Ölüm orucu gazisi Aytaç Ünsal’ın sağlık durumu, hapishane koşullarında giderek kötüleşiyor.
Avukat Aytaç Ünsal’ın tedavisi, bir komployla tutuklandıktan sonra konulduğu hapishanede tecrit koşullarında sürdürülemiyor.
Bilindiği gibi, Aytaç Ünsal, tedavisi hapishane koşullarında mümkün olmadığı için tahliye edilmişti. Ancak polisin talimatlarıyla hareket eden yargı, kendi kararını çiğneyerek, Aytaç Ünsal’ı yeniden tutukladı.
Aytaç Ünsal’la “avukatı” olarak görüşen annesi emekli Hakim Nermin Ünsal, Ünsal’ın sağlık durumuyla ilgili şu açıklamayı yaptı:
“(Aytaç’ı) Avukat görüşü yaparak 18 Şubat’冲a gördüm. Çok zayıflamıştı, durumu çok kötüydü. Kilosu, neredeyse ölüm orucundan çıktığı hale dönmüştü.
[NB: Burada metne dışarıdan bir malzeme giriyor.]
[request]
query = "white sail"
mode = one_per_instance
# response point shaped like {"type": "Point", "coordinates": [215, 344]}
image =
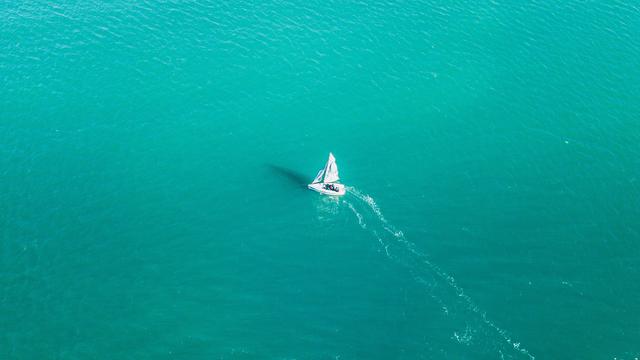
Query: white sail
{"type": "Point", "coordinates": [331, 170]}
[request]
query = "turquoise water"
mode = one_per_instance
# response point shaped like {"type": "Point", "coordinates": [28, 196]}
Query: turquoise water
{"type": "Point", "coordinates": [154, 157]}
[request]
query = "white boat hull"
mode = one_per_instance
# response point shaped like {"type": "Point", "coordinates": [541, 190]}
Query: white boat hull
{"type": "Point", "coordinates": [320, 187]}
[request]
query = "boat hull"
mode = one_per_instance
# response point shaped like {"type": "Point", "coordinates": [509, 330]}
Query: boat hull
{"type": "Point", "coordinates": [319, 187]}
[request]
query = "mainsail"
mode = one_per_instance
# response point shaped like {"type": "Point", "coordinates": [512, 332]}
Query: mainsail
{"type": "Point", "coordinates": [329, 173]}
{"type": "Point", "coordinates": [331, 170]}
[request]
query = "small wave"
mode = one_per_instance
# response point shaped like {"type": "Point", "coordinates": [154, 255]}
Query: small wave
{"type": "Point", "coordinates": [404, 252]}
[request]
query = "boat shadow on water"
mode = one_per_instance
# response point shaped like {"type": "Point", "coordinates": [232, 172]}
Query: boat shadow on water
{"type": "Point", "coordinates": [294, 178]}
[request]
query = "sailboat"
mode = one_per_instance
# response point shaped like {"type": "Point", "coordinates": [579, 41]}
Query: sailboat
{"type": "Point", "coordinates": [326, 180]}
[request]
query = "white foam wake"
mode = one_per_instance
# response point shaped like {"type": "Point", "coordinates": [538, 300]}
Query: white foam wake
{"type": "Point", "coordinates": [404, 252]}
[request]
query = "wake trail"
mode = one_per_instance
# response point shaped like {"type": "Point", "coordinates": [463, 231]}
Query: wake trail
{"type": "Point", "coordinates": [442, 287]}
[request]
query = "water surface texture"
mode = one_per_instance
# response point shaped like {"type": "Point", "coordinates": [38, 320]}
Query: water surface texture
{"type": "Point", "coordinates": [154, 157]}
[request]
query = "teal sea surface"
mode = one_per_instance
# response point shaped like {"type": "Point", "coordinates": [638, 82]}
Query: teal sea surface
{"type": "Point", "coordinates": [154, 157]}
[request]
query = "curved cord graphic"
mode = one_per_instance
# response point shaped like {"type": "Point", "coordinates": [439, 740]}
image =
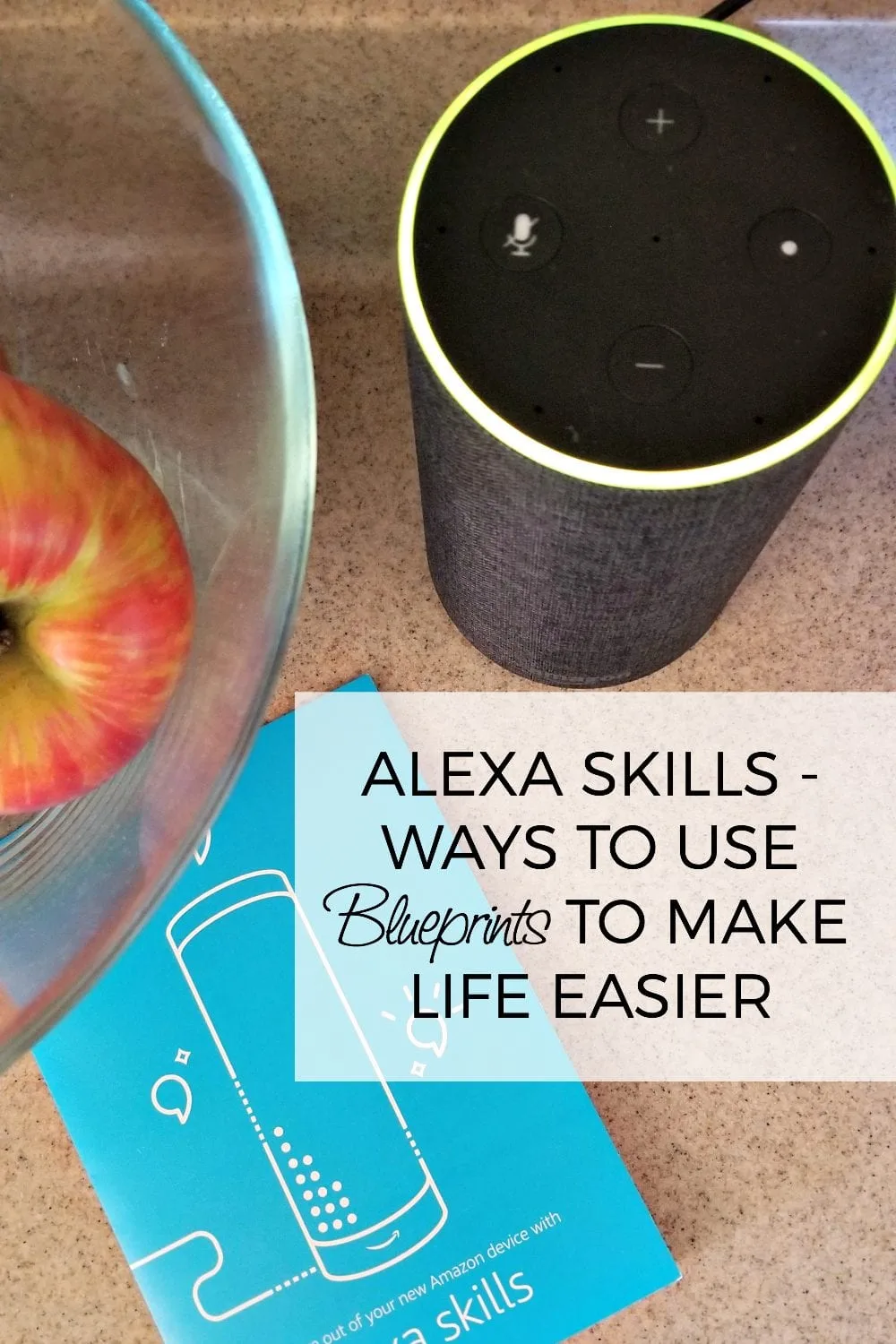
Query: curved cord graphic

– Ağrıları çok şiddetliydi.
– Gardiyan kolundan tutarak, duvara tutuna tutuna geldi. Bacaklarındaki toplar damarlardaki venöz kapaklarının çalışmaması nedeniyle ayağında kan toplanıyor ve yürüyemez hale geliyor.
– Avukat görüşündeyken ayaklarına kan birikmesin diye tepede tutmak zorunda, bir sandalyeye yaslıyor, ağrısı olduğu için de 10 dakikada bir kabinde yürümek zorunda kalıyor.”
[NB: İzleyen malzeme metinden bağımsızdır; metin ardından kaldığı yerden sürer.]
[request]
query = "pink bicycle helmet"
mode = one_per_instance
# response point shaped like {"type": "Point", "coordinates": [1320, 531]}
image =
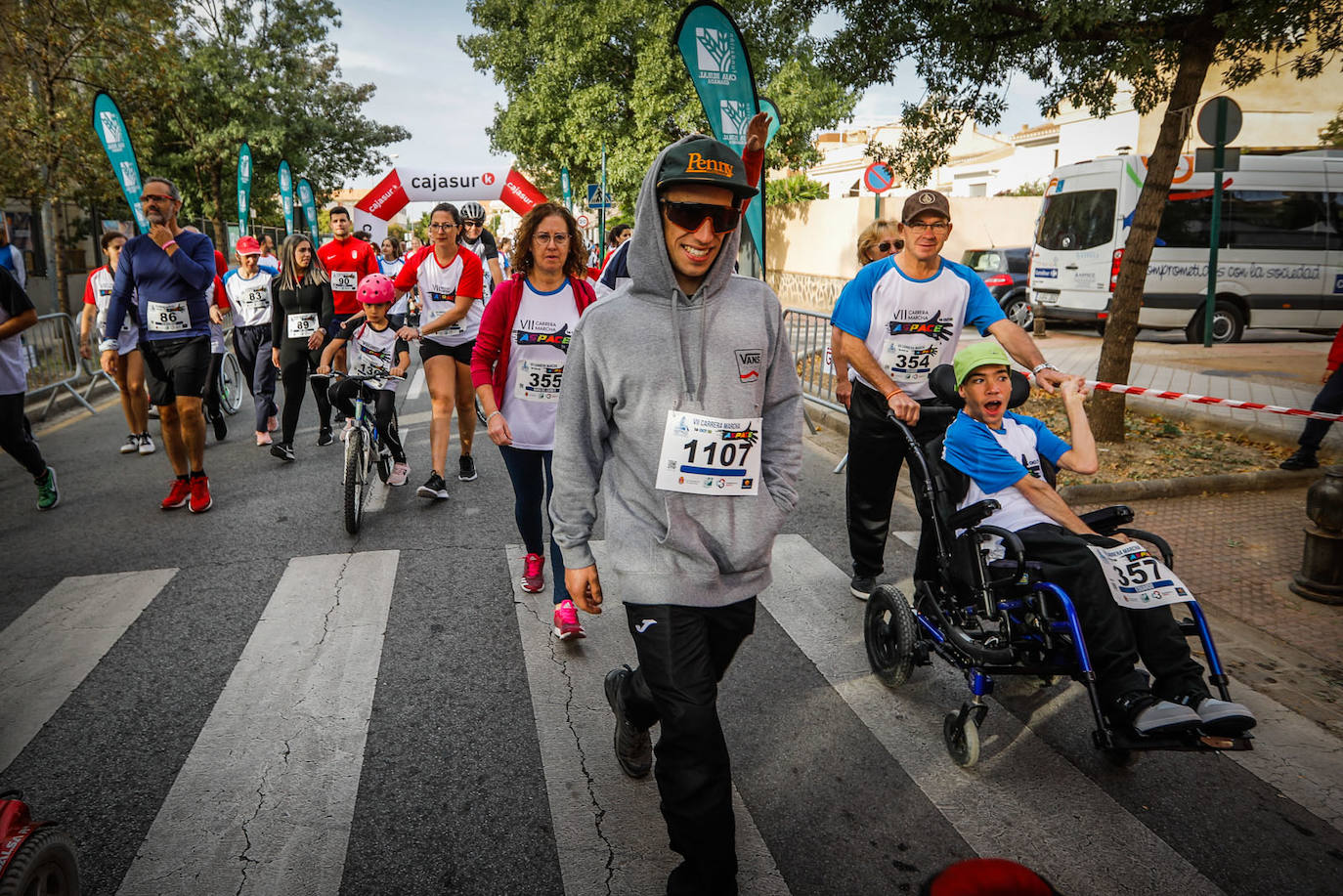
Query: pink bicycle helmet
{"type": "Point", "coordinates": [376, 289]}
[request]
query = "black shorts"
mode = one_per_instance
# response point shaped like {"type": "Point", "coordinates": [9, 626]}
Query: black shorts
{"type": "Point", "coordinates": [176, 367]}
{"type": "Point", "coordinates": [459, 354]}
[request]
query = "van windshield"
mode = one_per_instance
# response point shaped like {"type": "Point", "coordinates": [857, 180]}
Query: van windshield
{"type": "Point", "coordinates": [1083, 219]}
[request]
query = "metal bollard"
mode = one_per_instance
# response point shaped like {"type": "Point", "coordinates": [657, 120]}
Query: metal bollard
{"type": "Point", "coordinates": [1321, 562]}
Tahlilleri Yapılmıyor.. B-1 Verilmiyor.. Fizik Tedavi Yok…
Nermin Ünsal tarafından yapılan açıklamada, hapishane idaresinin Aytaç Ünsal’a karşı nasıl bir tavır içinde olduğu çok açık ve net görülüyor:
“Varis çorabı giymesi gerekiyor. Cezaevi doktoru yazmış ve almış ancak burnu kapalı bir çorap yazılmış. Sinir ucu tahribatı çok olduğu için burnu kapalı çorap çok rahatsız ediyor. Görüşe burnu açık çorap götürdüm ama bu da kabul edilmedi. Bu kadar basit bir şey bile çözülmüyor.
Şimdi iki gençle aynı koğuşta onlar işlerini görüyor. Diyetisten ile besleniyordu, kan tahlilleri yapılıyordu, şimdi diyetisyen gözetiminden uzakta. Ellerinde kollarında kasılmalar var, fizik tedavi alması gerekiyordu.
Hiçbir tahlili yapılmıyor.
Onun için çok elzem olan B1 vitamini bile verilmiyor.“
Fiili İletişim Yasağı
Açıklamadan şu da anlaşılıyor ki; fiili bir iletişim yasağı var. Yasakçı kafa, gelen ve giden mektupları yasaklayarak, tecriti ağırlaştırıyor:
“Dışarıdan gelen mektuplar çok geç veriliyor, çoğu da verilmemiş. Gazetecilere, milletvekillerine yazdığı mektuplar da “sakıncalı”denilerek geri çevriliyor.
Yayın yasağı olmayan süreli yayınlar verilmiyor.
Bir yıl için 20 kitap sınırlaması var.
Tamamen izole edip sesini kesmek ve dışarıda duyulmasını engellemek için ne gerekiyorsa o yapılıyor.”
Amaç: “sakat bırakmak ya da ölümünü beklemek.“
Nermin Ünsal, açıklamasında, yaptığı görüşmeden şu sonucun çıktığını belirtti:
“İyileşmesi engelleniyor, tedavisi engelleniyor, sağlığı giderek bozuluyor. Amaçlanan, onu sakat bırakmak ya da ölümünü beklemek. Tekrar heyet raporu istenmesi bir oyalama, hastaneye götürülmesi çok riskli. Raporları zaten var.
Aytaç’ın bir an önce infaz ertelemesinin yapılarak, sağlıklı ve güvenli ortamda tedavisinin yapılmasının sağlanmasını talep ediyoruz.”